Clarkmeister theorem is named after the user Clarkmeister, who posted it on poker forum 2 + 2 in 2004. After intensive discussion among professionals this theoretical statement received the right to life.
Clarkmeister theorem review
This theorem allows to take pots with the help of bluff and by beating the opponent with a stronger flush out of the pot. To understand the point of this theorem, it is enough to put yourself in your opponent’s shoes.
Statement of the theorem
If you play heads-up and on the river there appears the 4th card of the same suit and you are to act first – bet.
Clarkmeister theorem works under the following conditions:
- you play heads-up;
- you are out of position;
- you place a big bet.
Four suited cards can force your opponent to question the strength of his cards. Action out of position gives you a big advantage, but the important point still is the determination of the bet size. Backing your action with a big bet often forces the opponent to fold even with a weak flush (or without it), and small bet weakens the bluff. With a bet of less than ½ pot probability of a fold equity is under a question. If you want Clarkmeister theorem to work for you, do not be afraid to place a big bet (at least ¾ of pot).

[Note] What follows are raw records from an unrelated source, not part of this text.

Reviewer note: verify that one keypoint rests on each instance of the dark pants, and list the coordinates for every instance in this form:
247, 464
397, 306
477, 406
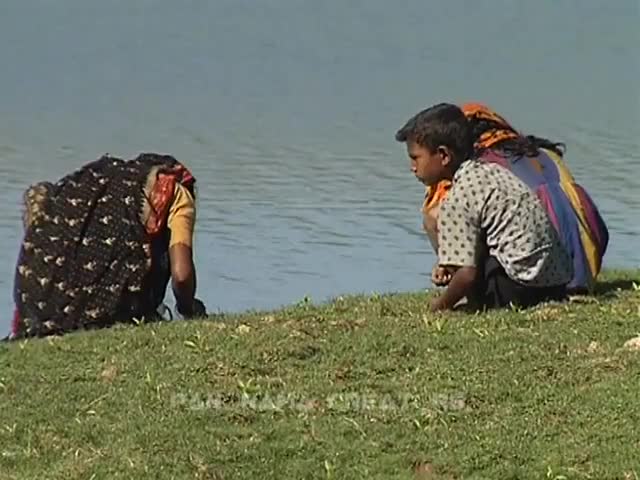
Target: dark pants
494, 289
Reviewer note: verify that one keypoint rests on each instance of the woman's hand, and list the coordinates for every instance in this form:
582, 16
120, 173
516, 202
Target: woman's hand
440, 276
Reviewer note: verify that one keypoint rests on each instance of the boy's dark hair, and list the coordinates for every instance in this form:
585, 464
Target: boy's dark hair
442, 124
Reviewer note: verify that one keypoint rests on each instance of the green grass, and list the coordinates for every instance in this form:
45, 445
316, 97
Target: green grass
363, 387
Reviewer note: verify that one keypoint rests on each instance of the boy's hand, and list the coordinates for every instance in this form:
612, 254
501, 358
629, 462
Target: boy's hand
440, 276
436, 304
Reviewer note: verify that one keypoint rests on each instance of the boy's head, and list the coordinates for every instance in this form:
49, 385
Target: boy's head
438, 140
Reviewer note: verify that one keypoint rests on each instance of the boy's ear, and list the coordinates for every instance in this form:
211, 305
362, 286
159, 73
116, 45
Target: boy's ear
445, 154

If a player, who is to act first, is familiar with the style of the opponent’s game, the effectiveness of the theorem application increases. At this he should be cautious when betting against the experienced opponent – having a strong hand, he may try to take advantage of the situation. In the game against 2 or more opponents, probability of a successfully bluff, under Clarkmeister theorem, is very small.
Clarkmeister theorem example
Player A holds a king of clubs and the jack of clubs.
Player B raises, player A defends blind by a call.
On the flop, there are 10 of hearts, 7 of hearts and 5 of hearts.
Player A checks, player B also checks.
On the turn there comes queen of diamonds. Player A checks again, player B bets.
River brings 8 of hearts, and as a result player A can apply Clarkmeister theorem.
1000 chips constitute the pot. If player A makes donk bet, player B is very likely to fold, and player A will take the pot.
Application of the theorem makes it possible to turn your hand into a bluff. If you suspect that your hand on the river is obviously stronger than the opponent’s hand, there is no need to bluff. In this case, it is advisable to play in another way to get maximum value.